The Bronxville School will officially unveil its new track and host a dedication ceremony for the facility in honor of longtime coach James Owen Mitchell on Oct. 12 during the homecoming football game’s halftime.
The track is named after Mitchell in light of his 41 years of coaching the girls cross-country, indoor and outdoor track and field teams and the success and accomplishment of his athletes. Mitchell came to Bronxville High School in 1978 as a Latin teacher, and in the spring of 1979, a time when it had only just been formally recognized that females should be encouraged and assisted in the pursuit of amateur athletic activities, he introduced the first girls outdoor track program in Bronxville. By 1981, Mitchell had started the girls cross-country and indoor track programs as well.
“I have had the pleasure of watching him coach for the last 22 years,” Athletic Director Karen Peterson said. “What has always amazed me is that he made every runner feel special and found a way for them to play a meaningful role on the team while they improved individually. His runners have learned invaluable life lessons through running.”
Mitchell’s career record includes 41 consecutive league championships and 37 section titles for outdoor track and field; 39 consecutive league championships and 33 section titles for indoor track; and 38 consecutive league championships, 30 section titles and 12 state championships for cross-country. Under his leadership, five relay teams have won national championships, including one with a national record setting time. He has produced 57 girls who have earned 170 All-American honors and 14 Con Edison Scholar Athletes. He was inducted into the National Track and Field Hall of Fame in 2007 and into the New York State Public High School Athletic Association Hall of Fame in 2013.

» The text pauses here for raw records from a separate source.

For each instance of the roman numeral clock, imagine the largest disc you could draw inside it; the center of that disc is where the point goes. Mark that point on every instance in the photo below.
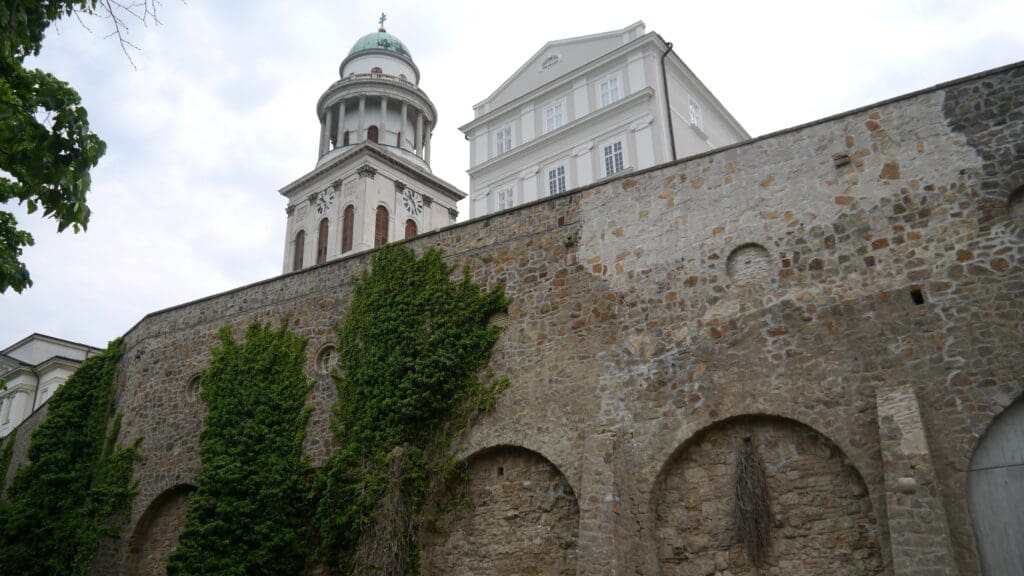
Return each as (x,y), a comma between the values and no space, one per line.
(413,202)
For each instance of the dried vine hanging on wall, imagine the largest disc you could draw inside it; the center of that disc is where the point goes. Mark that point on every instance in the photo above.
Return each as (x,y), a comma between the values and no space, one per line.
(752,511)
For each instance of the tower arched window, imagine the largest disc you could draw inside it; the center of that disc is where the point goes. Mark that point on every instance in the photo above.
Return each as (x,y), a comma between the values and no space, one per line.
(322,241)
(380,230)
(300,247)
(348,220)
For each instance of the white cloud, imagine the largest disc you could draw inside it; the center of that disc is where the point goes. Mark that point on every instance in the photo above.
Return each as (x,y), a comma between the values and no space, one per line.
(220,114)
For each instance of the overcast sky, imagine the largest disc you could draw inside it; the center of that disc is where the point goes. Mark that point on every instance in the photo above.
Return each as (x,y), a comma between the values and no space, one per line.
(220,113)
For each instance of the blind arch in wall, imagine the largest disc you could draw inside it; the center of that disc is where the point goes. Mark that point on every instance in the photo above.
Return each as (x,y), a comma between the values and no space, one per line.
(380,230)
(348,220)
(322,241)
(300,247)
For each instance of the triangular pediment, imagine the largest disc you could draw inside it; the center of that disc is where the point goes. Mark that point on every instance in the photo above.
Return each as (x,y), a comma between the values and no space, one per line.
(555,59)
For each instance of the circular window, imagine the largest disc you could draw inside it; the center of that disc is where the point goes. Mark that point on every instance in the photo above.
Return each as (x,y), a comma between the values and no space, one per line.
(748,264)
(326,360)
(499,319)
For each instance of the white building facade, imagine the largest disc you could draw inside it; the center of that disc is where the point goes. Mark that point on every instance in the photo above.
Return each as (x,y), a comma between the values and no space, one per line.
(372,183)
(32,370)
(585,109)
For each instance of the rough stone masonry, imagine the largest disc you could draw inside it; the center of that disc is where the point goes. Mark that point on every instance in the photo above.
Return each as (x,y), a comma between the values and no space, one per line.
(848,295)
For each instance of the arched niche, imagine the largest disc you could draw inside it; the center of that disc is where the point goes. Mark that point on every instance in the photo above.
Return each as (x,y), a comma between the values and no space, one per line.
(512,511)
(822,517)
(156,535)
(995,493)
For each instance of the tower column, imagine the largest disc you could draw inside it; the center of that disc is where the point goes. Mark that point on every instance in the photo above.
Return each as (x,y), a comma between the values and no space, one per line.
(426,146)
(363,116)
(328,124)
(341,124)
(419,132)
(325,142)
(404,118)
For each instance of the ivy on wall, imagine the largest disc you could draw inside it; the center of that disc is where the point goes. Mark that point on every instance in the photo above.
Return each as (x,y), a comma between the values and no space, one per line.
(411,350)
(5,454)
(249,513)
(60,502)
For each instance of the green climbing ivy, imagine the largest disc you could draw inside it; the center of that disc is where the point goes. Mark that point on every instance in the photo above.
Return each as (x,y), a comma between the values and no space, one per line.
(411,350)
(248,515)
(5,455)
(77,479)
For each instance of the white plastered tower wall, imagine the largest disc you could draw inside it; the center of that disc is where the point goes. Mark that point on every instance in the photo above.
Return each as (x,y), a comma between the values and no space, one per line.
(373,158)
(33,369)
(584,109)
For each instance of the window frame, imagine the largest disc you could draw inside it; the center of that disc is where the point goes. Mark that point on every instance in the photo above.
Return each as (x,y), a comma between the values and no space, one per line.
(503,194)
(381,227)
(564,176)
(549,115)
(503,139)
(696,115)
(323,234)
(605,157)
(347,228)
(298,249)
(614,91)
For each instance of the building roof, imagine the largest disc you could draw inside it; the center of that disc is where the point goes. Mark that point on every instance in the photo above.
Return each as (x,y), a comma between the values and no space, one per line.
(381,40)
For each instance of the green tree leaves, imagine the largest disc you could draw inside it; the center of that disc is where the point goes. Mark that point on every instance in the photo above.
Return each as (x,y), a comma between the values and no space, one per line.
(46,147)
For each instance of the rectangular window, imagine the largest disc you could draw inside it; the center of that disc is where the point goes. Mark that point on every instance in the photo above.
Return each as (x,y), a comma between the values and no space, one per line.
(506,198)
(554,116)
(503,139)
(695,118)
(556,180)
(613,159)
(609,90)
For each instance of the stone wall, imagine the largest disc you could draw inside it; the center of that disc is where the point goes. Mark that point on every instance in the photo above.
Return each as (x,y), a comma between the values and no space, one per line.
(157,533)
(515,513)
(799,276)
(823,522)
(22,441)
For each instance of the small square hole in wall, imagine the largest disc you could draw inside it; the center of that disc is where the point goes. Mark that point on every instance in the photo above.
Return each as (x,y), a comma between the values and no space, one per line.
(918,296)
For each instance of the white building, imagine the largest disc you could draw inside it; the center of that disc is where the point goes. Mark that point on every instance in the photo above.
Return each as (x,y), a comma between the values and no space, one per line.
(33,369)
(372,183)
(584,109)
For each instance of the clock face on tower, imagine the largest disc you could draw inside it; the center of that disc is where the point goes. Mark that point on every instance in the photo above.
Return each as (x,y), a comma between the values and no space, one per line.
(414,202)
(324,200)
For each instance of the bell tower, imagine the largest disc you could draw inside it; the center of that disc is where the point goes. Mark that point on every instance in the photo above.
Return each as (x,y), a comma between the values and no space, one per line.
(372,182)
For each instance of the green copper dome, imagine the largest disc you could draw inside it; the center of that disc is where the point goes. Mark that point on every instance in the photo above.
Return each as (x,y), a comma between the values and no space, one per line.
(381,41)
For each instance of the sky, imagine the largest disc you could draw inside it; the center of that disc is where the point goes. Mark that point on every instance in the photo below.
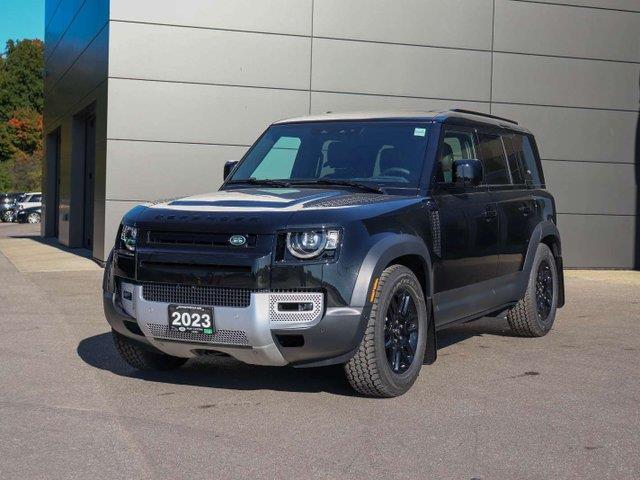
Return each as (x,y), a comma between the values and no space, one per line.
(21,19)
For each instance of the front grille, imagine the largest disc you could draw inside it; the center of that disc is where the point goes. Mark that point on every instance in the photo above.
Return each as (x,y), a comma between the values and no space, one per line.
(196,295)
(198,239)
(351,200)
(222,337)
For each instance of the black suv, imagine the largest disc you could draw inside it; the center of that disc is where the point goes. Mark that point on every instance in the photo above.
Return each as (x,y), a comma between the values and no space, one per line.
(343,239)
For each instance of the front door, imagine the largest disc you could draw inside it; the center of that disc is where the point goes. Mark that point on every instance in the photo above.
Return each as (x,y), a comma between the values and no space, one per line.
(468,222)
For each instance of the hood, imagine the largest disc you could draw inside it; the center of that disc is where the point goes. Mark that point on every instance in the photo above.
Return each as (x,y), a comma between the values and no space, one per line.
(256,210)
(271,200)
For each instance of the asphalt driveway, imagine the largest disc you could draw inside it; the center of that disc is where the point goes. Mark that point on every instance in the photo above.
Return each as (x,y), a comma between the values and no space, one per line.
(492,407)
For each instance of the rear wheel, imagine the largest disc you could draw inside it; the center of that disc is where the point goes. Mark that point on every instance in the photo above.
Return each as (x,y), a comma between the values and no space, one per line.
(533,316)
(389,359)
(142,358)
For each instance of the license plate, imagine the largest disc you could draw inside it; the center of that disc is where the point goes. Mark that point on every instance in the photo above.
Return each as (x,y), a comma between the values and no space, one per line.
(191,319)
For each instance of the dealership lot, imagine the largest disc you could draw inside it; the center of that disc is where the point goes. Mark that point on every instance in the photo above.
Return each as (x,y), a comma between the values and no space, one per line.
(493,406)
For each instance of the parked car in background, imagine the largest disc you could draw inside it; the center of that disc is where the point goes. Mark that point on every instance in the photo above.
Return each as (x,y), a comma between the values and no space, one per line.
(28,200)
(7,205)
(29,215)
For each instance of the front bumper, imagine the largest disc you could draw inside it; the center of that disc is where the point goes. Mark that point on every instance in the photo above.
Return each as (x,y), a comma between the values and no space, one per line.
(256,334)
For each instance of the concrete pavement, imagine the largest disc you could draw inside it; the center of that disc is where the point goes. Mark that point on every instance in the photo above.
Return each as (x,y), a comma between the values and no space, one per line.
(492,407)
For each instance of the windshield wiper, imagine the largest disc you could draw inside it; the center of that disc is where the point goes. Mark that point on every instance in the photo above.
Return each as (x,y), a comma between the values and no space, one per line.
(344,183)
(256,181)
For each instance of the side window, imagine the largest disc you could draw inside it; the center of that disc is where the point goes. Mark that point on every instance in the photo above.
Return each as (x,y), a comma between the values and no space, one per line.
(493,160)
(523,146)
(278,162)
(515,160)
(456,145)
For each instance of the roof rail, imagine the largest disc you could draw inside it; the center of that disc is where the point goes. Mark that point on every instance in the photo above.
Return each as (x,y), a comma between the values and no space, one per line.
(480,114)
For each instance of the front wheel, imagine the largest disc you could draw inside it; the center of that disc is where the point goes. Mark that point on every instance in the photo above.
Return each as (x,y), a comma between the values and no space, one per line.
(389,358)
(533,315)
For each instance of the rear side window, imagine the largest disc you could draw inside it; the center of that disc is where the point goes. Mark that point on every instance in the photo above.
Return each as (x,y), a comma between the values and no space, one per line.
(522,145)
(515,161)
(456,145)
(493,160)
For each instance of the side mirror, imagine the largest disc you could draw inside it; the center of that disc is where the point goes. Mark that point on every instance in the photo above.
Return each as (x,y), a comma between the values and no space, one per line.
(467,172)
(228,167)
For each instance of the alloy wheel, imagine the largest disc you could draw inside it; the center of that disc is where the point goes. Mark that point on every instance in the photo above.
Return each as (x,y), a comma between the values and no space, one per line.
(544,290)
(401,331)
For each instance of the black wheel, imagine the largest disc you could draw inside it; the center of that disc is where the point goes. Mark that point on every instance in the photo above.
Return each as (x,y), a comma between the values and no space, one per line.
(533,316)
(144,358)
(390,355)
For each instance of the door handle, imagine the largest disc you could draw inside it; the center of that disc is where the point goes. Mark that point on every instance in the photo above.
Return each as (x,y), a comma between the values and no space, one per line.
(489,213)
(525,209)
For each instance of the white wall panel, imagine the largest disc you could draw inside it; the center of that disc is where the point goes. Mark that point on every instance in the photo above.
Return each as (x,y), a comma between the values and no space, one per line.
(278,16)
(565,82)
(344,66)
(597,241)
(179,112)
(577,134)
(454,23)
(567,31)
(168,53)
(165,170)
(344,102)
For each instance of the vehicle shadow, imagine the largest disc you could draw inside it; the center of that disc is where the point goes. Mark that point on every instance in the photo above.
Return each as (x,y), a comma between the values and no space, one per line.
(53,242)
(219,372)
(98,351)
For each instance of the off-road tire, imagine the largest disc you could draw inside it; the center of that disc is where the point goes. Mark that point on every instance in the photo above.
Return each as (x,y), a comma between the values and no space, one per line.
(368,371)
(143,358)
(523,318)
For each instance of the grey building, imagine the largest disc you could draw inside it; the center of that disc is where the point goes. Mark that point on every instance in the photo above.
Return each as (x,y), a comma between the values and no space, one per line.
(147,99)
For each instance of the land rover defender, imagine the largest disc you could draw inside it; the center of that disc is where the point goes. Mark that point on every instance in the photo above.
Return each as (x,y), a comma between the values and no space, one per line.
(343,239)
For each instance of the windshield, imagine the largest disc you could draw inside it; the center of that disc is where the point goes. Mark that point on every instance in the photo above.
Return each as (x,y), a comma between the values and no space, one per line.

Mitchell is known for instilling a love for running and competing in his athletes and serving as a beloved mentor. Jim Agnello, who has been Bronxville’s boys varsity cross-country coach for the last 20 years, described Mitchell as a selfless coach, colleague and friend.
“He has served as a surrogate parent for thousands of athletes over the years,” Agnello said. “All of them affectionately call him ‘Mitch’ or a demonstrative ‘Mitchell.’ They simply love him. My most sincere thank-you for being a superior role model for thousands of athletes and hundreds of coaches. His impact will continue for years to come.”